Proof-carrying data without succinct arguments
发表信息
作者
- Benedikt Bünz
- Alessandro Chiesa
- William Lin
- Pratyush Mishra
- Nicholas Spooner
笔记
Proof-carrying data (PCD) is a powerful cryptographic primitive that enables mutually distrustful parties to perform distributed computations that run indefinitely. Known approaches to construct PCD are based on succinct non-interactive arguments of knowledge (SNARKs) that have a succinct verifier or a succinct accumulation scheme.
In this paper we show how to obtain PCD without relying on SNARKs. We construct a PCD scheme given any non-interactive argument of knowledge (e.g., with linear-size arguments) that has a split accumulation scheme, which is a weak form of accumulation that we introduce.

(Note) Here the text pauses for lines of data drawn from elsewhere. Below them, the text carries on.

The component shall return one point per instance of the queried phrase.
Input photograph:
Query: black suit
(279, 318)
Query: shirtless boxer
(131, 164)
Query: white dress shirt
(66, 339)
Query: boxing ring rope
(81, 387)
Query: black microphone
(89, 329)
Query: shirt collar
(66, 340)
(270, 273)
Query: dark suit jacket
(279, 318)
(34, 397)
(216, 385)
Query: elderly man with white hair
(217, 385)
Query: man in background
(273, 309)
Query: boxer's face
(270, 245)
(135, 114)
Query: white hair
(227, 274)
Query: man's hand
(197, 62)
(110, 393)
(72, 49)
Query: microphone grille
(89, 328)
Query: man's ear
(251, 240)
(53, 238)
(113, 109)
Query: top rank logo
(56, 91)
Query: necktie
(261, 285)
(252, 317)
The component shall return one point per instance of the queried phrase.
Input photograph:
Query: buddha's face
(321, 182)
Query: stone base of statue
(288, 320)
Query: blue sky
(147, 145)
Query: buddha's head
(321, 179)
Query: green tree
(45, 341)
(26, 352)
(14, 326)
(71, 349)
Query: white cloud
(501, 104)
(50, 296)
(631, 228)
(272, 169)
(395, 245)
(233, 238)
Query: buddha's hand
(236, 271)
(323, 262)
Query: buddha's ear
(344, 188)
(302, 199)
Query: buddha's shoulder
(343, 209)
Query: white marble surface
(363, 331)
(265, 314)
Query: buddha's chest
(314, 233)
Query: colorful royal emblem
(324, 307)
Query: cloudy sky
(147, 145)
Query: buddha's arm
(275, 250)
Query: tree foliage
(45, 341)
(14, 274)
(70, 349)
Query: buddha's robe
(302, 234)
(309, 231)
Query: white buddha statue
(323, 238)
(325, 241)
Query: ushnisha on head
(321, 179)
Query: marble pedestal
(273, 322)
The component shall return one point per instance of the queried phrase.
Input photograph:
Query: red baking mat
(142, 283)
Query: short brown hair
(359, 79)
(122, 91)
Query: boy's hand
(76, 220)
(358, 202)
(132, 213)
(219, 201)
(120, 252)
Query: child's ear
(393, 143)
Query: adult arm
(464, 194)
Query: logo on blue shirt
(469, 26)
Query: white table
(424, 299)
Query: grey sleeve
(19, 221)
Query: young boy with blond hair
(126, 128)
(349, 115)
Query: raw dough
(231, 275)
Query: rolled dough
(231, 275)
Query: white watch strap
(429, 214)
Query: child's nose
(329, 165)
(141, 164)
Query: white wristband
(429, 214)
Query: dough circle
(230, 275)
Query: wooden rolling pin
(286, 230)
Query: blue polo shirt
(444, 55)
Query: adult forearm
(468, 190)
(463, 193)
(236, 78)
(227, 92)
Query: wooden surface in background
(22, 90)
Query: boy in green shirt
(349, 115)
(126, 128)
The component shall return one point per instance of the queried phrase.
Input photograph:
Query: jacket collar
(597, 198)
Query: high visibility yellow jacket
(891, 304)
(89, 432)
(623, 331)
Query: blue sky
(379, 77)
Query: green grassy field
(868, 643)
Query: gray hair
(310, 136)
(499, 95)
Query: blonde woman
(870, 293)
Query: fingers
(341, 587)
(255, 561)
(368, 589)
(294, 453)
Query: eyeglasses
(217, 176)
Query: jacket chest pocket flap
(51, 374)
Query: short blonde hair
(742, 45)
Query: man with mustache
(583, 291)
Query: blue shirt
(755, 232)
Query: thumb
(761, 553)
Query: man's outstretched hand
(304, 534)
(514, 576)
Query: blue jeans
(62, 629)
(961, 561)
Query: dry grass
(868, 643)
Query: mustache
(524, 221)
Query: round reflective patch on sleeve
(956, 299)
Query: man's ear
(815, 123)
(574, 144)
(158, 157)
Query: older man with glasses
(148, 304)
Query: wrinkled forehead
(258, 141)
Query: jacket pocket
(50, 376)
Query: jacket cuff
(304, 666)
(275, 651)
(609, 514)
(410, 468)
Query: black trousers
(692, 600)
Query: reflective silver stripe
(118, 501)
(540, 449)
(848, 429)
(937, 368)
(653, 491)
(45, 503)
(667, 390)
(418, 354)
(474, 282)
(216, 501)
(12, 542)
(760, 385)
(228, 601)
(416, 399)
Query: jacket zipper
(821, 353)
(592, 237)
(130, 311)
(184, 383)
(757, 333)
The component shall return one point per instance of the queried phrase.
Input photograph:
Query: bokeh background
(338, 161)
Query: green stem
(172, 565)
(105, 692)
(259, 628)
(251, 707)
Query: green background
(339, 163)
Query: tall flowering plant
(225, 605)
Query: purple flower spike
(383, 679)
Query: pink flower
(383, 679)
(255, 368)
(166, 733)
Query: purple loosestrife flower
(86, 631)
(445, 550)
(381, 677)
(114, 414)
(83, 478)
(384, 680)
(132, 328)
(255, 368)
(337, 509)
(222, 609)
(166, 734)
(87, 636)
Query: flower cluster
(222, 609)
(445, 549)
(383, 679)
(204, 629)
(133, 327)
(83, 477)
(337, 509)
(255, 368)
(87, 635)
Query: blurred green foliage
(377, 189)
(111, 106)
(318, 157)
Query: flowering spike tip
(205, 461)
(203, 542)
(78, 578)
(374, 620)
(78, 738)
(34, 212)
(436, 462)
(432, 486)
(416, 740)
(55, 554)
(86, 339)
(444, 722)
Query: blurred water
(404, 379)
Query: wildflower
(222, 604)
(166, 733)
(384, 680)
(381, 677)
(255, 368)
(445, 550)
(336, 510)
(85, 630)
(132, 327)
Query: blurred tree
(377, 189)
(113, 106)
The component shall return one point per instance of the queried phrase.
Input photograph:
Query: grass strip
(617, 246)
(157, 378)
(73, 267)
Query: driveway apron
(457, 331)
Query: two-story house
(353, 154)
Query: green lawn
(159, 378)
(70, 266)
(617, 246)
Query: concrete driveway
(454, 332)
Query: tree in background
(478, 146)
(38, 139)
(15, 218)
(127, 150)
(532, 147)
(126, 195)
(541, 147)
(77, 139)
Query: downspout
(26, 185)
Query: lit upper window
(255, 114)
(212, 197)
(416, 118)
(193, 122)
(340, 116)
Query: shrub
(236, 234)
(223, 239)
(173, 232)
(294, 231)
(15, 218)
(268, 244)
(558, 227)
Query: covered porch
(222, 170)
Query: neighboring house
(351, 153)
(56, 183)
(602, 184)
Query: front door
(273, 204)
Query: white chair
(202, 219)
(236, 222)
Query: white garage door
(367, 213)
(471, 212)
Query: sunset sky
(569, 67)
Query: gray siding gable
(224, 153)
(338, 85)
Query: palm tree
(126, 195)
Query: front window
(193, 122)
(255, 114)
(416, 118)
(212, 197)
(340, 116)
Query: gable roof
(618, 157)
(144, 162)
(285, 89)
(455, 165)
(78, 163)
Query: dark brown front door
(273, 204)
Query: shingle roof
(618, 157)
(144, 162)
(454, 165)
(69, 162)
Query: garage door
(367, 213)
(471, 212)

Moreover, we construct a transparent non-interactive argument of knowledge for R1CS whose split accumulation is verifiable via a (small) constant number of group and field operations. Our construction is proved secure in the random oracle model based on the hardness of discrete logarithms, and it leads, via the random oracle heuristic and our result above, to concrete efficiency improvements for PCD.
Along the way, we construct a split accumulation scheme for Hadamard products under Pedersen commitments and for a simple polynomial commitment scheme based on Pedersen commitments.
Our results are supported by a modular and efficient implementation.
以下是中文翻译:
携证数据(proof-carrying data, PCD)是一种强大的密码学原语,它使互不信任的各方能够执行可无限运行的分布式计算。已知的构建PCD的方法都基于简洁非交互式知识论证(succinct non-interactive arguments of knowledge, SNARKs),这种论证具有简洁的验证器或简洁的累积方案。
在本文中,我们展示了如何在不依赖SNARKs的情况下获得PCD。我们构建了一个PCD方案,该方案基于任何具有分离累积方案(split accumulation scheme,这是我们提出的一种弱形式的累积)的非交互式知识论证(例如,具有线性大小论证的方案)。
此外,我们为R1CS构建了一个透明的非交互式知识论证,其分离累积可通过(少量)固定数量的群运算和域运算进行验证。我们的构建在随机预言模型中基于离散对数的困难性得到了安全性证明,并且通过随机预言启发式方法和我们上述的结果,为PCD带来了具体的效率改进。
在研究过程中,我们构建了Pedersen承诺下Hadamard积的分离累积方案,以及基于Pedersen承诺的简单多项式承诺方案的分离累积方案。
我们的研究结果得到了模块化且高效的实现支持。